Similarly, we don’t really know what the individual effects of global warming are going to do to us in combination. But scientists can just about guarantee that those effects will not be isolated. They won’t be standalone effects like the proverbial 10 plagues of Egypt. It will be much, much worse, and feedback loops from the interactions of different catastrophes happening on different parts of the globe will make it devastating in unpredictability and murderous in consequence.

One thing we are fairly sure of, scientists predict that if we maintain our current greenhouse gas emissions trajectory, climate change will cause more than a third of the Earth’s species to face extinction by the year 2050. In other words, in just a little over 27 years from now, 3 million species will become endangered and quite probably go extinct. That number of extinctions could include human beings. By the end of the century, 95% of all species on earth will face extinction. And we’re guaranteed to have loads of fun along the way.

So while we’re clapping ourselves on our collective backs about the results of the midterm elections, let’s not forget that Republicans, who narrowly recaptured the House, are going to demonstrate just how committed they are to curbing inflation by wasting more of our precious time cruelly persecuting Joe Biden’s chemically-addicted son in the name of cheap and partisan vengeance.

Meanwhile the world is going to hell and representatives of many nations are flying their private jets to meet up at COP 27 to play virtue-signalling games with the life of our planet. They are there not to solve the problem. They are there to greenwash the whole thing right under the rug and congratulate themselves with photo-ops and fine speeches while they do it.

Now, I’m going to use a rude word. Hide your eyes and skip this paragraph if you’re offended by rude words. But it needs to be said loud and rudely because many of us need to be shocked into attention: we don’t have time to fuck around anymore.

I’m going to use another rude word. That word is greed.

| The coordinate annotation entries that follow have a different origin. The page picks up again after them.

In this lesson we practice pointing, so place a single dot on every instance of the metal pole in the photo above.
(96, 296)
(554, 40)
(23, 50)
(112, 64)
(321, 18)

But it’s a special kind of greed for which evil is too soft an adjective. It’s greed caused by people who already have plenty of money, enough to last them several lifetimes. But they want more, and they don’t care if they come by it at the expense of our planet. Where does evil like that come from? What new word can we devise that can possibly do justice to the depths of that kind of depravity?

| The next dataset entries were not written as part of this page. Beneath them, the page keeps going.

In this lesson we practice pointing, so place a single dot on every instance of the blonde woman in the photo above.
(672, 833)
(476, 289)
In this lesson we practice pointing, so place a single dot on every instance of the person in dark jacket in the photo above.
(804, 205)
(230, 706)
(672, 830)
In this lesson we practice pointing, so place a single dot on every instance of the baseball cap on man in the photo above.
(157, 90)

We can only shake our collective heads and move on. We all need to do our part to save our planet. We need to start today and we need to get serious. Each of us is responsible for saving the planet the same way each of us was responsible for turning the much-ballyhooed “red wave” into a pink puddle. Our little votes really do count in a big way when all of us “snowflakes” come together and form one huge collective avalanche.

So speak up about global warming every chance you get. Don’t be obnoxious about it, be rational, be compassionate, but be effective. Learn as much as you can about climate change so you can speak about it knowledgeably. Boycott offending companies, companies with poor or egregious ratings. Recycle. Wean yourself away from gasoline powered transportation. Make living green the new guiding principle of your lives.

If you can’t bring yourself to become vegan then at least stop discouraging and making jokes about those of us who are. Encourage, don’t discourage. If we make saving the planet popular and profitable and destroying it embarrassing and ruinous we might just pull it off. We might just save the planet and thereby save ourselves.

I don’t know what’s going to happen and neither do you. But I do know this: if we don’t do everything we possibly can — right now — to save our home and the animals who dwell here, we will live to regret it. One day we will wish pitifully and hopelessly that we had and it will be too late. And, as ever, ladies and gentlemen, brothers and sisters, comrades and friends, stay safe.